Episodic environments are much simpler because the agent does not need to think
ahead.
THE STRUCTURE OF AGENTS:
The job of AI is to design an agent program that implements the agent function— the
mapping from percepts to actions. We assume this program will run on some sort of
computing device with physical sensors and actuators—we call this the architecture:
agent = architecture + program .
Agent programs: The agent programs that we design in this book all have the same skeleton:
they take the current percept as input from the sensors and return an action to the
actuators.
we outline four basic kinds of agent programs that embody the principles underlying almost
all intelligent systems:
• Simple reflex agents;
• Model-based reflex agents;
• Goal-based agents; and
• Utility-based agents.
• Simple reflex agents:The simplest kind of agent is the simple reflex agent. These agents
select actions on the basis of the current percept, ignoring the rest of the percept history.
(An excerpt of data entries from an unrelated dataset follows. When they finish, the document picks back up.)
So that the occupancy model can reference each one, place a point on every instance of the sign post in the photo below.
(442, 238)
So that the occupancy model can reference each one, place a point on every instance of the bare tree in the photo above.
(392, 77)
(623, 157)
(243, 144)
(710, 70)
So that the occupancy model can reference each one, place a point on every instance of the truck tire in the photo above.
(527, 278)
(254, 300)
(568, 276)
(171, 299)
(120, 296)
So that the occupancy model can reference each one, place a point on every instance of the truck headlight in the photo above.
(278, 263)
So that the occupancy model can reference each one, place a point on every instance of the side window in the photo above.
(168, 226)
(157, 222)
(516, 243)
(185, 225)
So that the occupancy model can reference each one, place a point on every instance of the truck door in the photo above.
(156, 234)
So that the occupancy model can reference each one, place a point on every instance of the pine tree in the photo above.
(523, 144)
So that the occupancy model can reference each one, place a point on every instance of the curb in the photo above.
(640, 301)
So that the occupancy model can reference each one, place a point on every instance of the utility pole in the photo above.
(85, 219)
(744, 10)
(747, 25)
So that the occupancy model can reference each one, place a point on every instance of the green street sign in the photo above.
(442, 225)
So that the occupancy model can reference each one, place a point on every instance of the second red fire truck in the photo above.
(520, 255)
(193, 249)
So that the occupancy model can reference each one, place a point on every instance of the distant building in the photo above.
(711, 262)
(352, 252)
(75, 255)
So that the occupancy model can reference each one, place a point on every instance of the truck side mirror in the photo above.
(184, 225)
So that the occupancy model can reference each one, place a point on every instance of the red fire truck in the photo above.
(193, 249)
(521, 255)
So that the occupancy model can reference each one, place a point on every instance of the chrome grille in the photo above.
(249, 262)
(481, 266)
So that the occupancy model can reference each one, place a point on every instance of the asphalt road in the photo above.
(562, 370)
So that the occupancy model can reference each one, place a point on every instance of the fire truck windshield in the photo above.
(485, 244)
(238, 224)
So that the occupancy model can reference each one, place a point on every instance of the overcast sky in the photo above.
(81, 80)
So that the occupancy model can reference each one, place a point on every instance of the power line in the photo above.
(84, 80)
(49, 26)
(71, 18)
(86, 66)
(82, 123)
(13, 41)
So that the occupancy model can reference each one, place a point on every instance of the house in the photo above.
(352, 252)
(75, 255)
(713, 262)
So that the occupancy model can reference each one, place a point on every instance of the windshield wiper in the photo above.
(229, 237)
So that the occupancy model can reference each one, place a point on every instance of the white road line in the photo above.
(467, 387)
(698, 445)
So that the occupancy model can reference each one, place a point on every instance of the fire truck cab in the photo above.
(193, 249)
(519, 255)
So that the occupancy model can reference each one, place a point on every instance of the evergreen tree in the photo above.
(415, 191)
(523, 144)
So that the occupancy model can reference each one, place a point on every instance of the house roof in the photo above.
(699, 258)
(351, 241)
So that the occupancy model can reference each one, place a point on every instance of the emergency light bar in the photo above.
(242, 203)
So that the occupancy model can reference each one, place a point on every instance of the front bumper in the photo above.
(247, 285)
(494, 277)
An agent program for this agent is shown in Figure 2.8.
Simple reflex behaviors occur even in more complex environments. Imagine yourself as the
driver of the automated taxi. If the car in front brakes and its brake lights come on, then you
should notice this and initiate braking. In other words, some processing is done on the visual
input to establish the condition we call “The car in front is braking.” Then, this triggers some
established connection in the agent program to the action “initiate braking.” We call such a
connection a condition–action rule, written as
if car-in-front-is-braking then initiate-braking.
Model-based reflex agents:
The most effective way to handle partial observability is for the agent to keep track
of the part of the world it can’t see now. That is, the agent should maintain some
sort of internal state that depends on the percept history and thereby reflects at
least some of the unobserved aspects of the current state.
Figure 2.11 gives the structure of the model-based reflex agent with internal
state, showing how the current percept is combined with the old internal state to
generate the updated description of the current state, based on the agent’s model
of how the world works. The agent program is shown in Figure 2.12. The interesting
part is the function UPDATE-STATE, which is responsible for creating the new
internal state description.
Goal-based agents:
Figure 2.13 shows the goal-based agent’s structure.Sometimes goal-based action
selection is straightforward—for example, when goal satisfaction results
immediately from a single action. Sometimes it will be more tricky—for example,
when the agent has to consider long sequences of twists and turns in order to find a
way to achieve the goal.. A goal-based agent, in principle, could reason that if the
car in front has its brake lights on, it will slow down. Given the way the world usually
evolves, the only action that will achieve the goal of not hitting other cars is to
brake.
Utility-based agents:
An agent’s utility function is essentially an internalization of the performance
measure. If the internal utility function and the external performance measure are in
agreement, then an agent that chooses actions to maximize its utility will be rational
according to the external performance measure.
Learning agents:
A learning agent can be divided into four conceptual components, as shown in
figure 2.15. The most important distinction is between the learning element, which is
responsible for making improvements, and the performance element, which is
responsible for selecting external actions. The performance element is what we have
previously considered to be the entire agent: it takes in percepts and decides on actions.
The learning element uses CRITIC feedback from the critic on how the agent is doing and
determines how the performance element should be modified to do better in the future.